I'm working on an application that needs to handle both TCP/TLS connections and HTTP(S) requests. The tricky part is that the TLS connections require SSL termination at the instance itself, due to how we handle our certificates and authentication. Currently, I've set up a Managed Instance Group (MIG) on GCP along with a TCP pass-through load balancer and an HTTP(S) load balancer. However, I've hit a snag because GCP doesn't allow me to direct both load balancers to the same MIG.
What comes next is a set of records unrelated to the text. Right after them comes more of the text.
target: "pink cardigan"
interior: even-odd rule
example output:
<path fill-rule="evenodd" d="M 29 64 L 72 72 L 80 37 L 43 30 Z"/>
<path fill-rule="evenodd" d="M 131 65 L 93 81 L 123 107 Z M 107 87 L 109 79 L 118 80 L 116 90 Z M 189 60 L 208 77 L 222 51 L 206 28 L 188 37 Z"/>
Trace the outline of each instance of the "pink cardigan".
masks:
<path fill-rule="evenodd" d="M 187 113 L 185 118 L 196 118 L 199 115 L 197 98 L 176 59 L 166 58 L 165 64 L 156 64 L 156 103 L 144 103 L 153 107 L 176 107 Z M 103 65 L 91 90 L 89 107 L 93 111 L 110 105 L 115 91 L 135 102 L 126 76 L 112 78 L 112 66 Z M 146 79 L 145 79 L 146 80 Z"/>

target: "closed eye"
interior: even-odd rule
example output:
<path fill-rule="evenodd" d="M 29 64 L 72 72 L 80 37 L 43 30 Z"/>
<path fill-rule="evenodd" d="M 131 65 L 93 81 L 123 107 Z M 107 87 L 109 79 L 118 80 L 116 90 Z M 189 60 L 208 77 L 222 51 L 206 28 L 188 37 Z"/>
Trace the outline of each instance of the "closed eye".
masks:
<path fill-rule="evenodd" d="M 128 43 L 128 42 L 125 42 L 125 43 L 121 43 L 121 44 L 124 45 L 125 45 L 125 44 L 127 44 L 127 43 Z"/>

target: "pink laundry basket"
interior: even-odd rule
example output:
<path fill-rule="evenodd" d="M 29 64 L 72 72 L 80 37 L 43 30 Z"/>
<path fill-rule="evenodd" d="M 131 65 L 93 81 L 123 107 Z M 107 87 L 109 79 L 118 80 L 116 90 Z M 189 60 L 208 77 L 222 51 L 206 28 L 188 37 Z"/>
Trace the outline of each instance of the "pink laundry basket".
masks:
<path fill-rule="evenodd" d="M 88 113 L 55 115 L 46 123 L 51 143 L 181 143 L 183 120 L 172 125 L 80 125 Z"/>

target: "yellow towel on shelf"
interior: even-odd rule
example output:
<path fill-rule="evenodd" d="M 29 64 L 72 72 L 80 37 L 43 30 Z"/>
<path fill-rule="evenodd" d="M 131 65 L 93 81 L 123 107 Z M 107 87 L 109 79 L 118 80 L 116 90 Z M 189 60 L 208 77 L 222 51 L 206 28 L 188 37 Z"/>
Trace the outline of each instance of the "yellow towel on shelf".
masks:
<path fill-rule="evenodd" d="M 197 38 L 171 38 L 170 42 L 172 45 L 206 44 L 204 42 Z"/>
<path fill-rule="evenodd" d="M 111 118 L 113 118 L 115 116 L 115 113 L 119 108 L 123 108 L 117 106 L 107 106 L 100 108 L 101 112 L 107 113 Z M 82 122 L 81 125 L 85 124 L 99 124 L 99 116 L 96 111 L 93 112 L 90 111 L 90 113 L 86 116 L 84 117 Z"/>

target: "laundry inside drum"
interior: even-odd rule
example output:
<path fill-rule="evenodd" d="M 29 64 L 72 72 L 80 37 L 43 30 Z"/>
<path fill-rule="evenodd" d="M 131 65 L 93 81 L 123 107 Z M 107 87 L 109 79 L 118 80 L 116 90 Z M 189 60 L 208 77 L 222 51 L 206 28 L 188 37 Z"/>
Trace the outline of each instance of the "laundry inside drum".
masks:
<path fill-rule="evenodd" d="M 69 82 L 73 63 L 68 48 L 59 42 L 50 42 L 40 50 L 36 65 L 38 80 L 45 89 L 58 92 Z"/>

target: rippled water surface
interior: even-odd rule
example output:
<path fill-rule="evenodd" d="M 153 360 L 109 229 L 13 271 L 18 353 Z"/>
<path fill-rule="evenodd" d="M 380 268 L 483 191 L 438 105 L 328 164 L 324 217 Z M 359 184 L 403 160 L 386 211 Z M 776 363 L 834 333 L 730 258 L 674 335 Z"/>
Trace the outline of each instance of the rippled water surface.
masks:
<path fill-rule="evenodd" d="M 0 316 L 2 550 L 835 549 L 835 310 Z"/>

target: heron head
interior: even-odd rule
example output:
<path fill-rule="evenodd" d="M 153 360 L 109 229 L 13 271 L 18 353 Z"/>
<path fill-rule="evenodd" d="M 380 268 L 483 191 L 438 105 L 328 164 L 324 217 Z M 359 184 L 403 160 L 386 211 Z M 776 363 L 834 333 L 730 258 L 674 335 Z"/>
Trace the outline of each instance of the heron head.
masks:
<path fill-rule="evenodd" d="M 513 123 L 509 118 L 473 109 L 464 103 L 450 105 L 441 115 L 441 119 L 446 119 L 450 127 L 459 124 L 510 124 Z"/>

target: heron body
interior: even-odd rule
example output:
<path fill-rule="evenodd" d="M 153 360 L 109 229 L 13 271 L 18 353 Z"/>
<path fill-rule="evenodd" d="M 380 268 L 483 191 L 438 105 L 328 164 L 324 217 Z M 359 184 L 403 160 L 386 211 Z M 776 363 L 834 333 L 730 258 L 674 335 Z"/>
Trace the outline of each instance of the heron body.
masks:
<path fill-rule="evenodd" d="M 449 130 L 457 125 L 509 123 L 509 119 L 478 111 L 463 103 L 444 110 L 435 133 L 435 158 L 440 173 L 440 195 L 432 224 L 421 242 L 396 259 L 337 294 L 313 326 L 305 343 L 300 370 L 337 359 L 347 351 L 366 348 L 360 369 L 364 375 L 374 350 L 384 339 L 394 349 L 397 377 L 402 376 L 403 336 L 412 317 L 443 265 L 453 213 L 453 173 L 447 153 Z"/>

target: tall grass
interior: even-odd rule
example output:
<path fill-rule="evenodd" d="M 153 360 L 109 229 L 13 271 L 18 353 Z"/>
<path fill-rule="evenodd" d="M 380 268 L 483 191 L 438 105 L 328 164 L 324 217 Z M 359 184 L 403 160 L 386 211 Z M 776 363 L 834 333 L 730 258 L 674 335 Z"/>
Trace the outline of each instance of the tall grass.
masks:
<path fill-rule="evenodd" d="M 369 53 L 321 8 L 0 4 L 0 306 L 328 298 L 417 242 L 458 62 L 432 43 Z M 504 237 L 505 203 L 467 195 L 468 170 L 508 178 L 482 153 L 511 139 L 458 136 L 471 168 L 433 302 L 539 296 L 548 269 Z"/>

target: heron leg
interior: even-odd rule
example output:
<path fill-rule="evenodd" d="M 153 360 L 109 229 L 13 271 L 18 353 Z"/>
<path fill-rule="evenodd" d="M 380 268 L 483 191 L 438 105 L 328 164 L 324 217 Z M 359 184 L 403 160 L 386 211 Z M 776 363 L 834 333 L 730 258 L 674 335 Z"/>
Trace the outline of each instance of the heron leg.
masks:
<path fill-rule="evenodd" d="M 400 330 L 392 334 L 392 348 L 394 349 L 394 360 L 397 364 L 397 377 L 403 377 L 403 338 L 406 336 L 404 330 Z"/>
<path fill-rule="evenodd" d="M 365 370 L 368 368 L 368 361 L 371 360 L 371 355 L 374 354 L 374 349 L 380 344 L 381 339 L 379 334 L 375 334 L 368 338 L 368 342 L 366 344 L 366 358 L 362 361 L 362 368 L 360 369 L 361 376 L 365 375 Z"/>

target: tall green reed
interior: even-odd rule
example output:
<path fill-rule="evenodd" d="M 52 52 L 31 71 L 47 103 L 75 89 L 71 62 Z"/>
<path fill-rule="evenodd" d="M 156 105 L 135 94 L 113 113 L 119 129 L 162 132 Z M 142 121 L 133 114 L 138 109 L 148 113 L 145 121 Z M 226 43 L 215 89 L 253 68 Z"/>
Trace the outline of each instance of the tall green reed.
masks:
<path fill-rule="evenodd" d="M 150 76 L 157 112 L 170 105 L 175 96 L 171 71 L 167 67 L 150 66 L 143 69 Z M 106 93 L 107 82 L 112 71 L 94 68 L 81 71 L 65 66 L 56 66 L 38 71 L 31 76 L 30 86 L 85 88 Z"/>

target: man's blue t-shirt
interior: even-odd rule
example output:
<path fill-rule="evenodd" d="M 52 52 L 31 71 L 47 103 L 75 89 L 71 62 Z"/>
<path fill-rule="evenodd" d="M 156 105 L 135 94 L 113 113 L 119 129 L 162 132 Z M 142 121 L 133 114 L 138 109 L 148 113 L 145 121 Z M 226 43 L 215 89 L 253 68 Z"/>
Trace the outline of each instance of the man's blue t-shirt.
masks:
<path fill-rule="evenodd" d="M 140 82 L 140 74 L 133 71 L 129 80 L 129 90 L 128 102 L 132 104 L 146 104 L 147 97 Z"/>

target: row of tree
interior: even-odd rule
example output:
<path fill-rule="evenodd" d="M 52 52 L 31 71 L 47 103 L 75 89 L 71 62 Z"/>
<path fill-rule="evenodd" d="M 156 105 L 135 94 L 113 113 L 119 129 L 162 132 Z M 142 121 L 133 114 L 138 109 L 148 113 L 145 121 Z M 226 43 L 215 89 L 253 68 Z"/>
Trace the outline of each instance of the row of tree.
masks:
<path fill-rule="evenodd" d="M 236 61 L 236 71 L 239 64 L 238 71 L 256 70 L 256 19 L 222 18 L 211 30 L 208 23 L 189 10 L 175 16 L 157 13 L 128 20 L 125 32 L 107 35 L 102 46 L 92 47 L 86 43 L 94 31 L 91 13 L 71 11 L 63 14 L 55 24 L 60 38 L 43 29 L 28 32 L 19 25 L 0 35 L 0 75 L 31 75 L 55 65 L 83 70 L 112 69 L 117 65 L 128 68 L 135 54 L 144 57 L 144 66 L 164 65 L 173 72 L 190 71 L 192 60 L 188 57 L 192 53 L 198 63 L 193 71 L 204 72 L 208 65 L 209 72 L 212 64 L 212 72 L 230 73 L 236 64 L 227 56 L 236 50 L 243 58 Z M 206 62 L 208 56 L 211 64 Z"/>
So, I'm curious if it's possible to achieve this setup with Google Kubernetes Engine (GKE). Can Kubernetes support configuring a TCP and an HTTP load balancer to point to the same pod(s) on different ports? I really need the application to manage TLS termination, not the load balancer itself. Is this feasible?
1 Answer
You can't mix and match load balancers like that because TCP and HTTP(S) operate on different layers. For your case, you'll want to set up a TCP load balancer for the raw TCP port and a separate HTTP load balancer for the HTTP(s) requests. Just make sure they're routed to the correct ports. GKE should definitely be able to support this if configured right!
I think I'm getting it, but just to clarify, you're saying I can have one TCP pass-through load balancer that handles TLS and another one for HTTP(S) that deals with the certs and still point both at the same pods, right?